L’accord prévoit une hausse de l’approvisionnement de gaz israélien en l’Égypte en deux phases. La première, attendue en 2026, porte sur la vente de 20 Md m³, augmentant de 45% les livraisons journalières transitant par l’East Mediterranean Gas Pipeline (EMG).  Sa mise en œuvre est conditionnée à la construction d’un troisième gazoduc reliant le réservoir Léviathan à la plateforme de production, augmentant de 17% la capacité d’exploitation du champ. En parallèle, l’opérateur Israel Natural Gas Lines (INGL) devra avoir achevé l’extension offshore Ashdod–Ashkelon de l’EMG, portant sa capacité de 600 à 800 M pcj.
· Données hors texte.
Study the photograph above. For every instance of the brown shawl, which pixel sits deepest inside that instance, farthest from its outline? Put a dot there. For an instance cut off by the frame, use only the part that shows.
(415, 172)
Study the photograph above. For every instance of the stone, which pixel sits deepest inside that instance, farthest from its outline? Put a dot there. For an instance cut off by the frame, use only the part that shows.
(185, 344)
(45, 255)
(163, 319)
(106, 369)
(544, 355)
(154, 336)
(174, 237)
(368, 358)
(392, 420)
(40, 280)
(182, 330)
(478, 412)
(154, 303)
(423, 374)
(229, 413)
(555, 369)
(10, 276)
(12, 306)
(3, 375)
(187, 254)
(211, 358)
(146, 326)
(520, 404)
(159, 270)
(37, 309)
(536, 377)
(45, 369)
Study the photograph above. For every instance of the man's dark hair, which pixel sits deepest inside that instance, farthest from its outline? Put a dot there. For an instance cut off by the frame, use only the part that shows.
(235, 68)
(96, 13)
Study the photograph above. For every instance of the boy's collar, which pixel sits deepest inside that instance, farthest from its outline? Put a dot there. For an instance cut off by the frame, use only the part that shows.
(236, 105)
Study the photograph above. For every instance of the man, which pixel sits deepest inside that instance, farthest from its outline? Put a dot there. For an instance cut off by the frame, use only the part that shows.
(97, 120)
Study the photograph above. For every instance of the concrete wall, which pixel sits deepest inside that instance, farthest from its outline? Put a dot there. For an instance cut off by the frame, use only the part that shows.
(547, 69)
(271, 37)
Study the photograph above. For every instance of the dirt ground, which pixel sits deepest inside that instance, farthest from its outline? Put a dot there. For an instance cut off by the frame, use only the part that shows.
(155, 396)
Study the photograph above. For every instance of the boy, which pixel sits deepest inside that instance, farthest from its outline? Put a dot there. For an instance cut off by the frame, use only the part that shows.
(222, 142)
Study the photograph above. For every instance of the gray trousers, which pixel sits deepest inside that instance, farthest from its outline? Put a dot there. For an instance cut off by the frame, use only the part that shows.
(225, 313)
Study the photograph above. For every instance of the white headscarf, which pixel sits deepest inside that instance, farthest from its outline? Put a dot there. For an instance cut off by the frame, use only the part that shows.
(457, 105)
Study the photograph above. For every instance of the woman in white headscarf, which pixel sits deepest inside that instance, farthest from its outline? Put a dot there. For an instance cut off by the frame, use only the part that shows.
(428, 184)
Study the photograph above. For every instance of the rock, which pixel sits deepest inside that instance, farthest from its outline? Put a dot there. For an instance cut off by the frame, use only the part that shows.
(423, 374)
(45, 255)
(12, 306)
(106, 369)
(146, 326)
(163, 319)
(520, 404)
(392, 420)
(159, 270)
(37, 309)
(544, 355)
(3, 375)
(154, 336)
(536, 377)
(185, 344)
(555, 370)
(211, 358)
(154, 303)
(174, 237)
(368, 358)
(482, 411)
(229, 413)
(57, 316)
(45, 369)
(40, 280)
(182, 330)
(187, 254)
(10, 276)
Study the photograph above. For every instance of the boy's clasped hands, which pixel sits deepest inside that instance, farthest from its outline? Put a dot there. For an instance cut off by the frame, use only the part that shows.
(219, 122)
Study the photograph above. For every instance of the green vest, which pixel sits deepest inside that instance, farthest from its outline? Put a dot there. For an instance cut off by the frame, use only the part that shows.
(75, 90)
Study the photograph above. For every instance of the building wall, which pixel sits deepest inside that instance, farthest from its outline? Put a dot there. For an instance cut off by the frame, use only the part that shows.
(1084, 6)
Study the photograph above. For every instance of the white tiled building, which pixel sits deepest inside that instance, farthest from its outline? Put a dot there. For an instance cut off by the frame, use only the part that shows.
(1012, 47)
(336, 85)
La seconde phase, prévue pour 2029, prévoit la vente de 110 Md m³ supplémentaires d’ici 2040. Elle repose sur deux conditions : (i) l’adoption de la décision finale d’investissement pour la construction d’une nouvelle extension du champ Léviathan destinée à accroître ses capacités de près de 45% d’ici 2029, soit 2 Md pcj contre 1,4 Md pcj attendu en 2026 (les capacités de Léviathan s’élevaient en moyenne à 1,2 Md pcj en 2024) ; (ii) la conclusion d’un accord avec l’opérateur INGL sur le partage des capacités du futur gazoduc Nitzana (65 km, 600 M pcj), reliant le réseau gazier sud d’Israël à l’Égypte.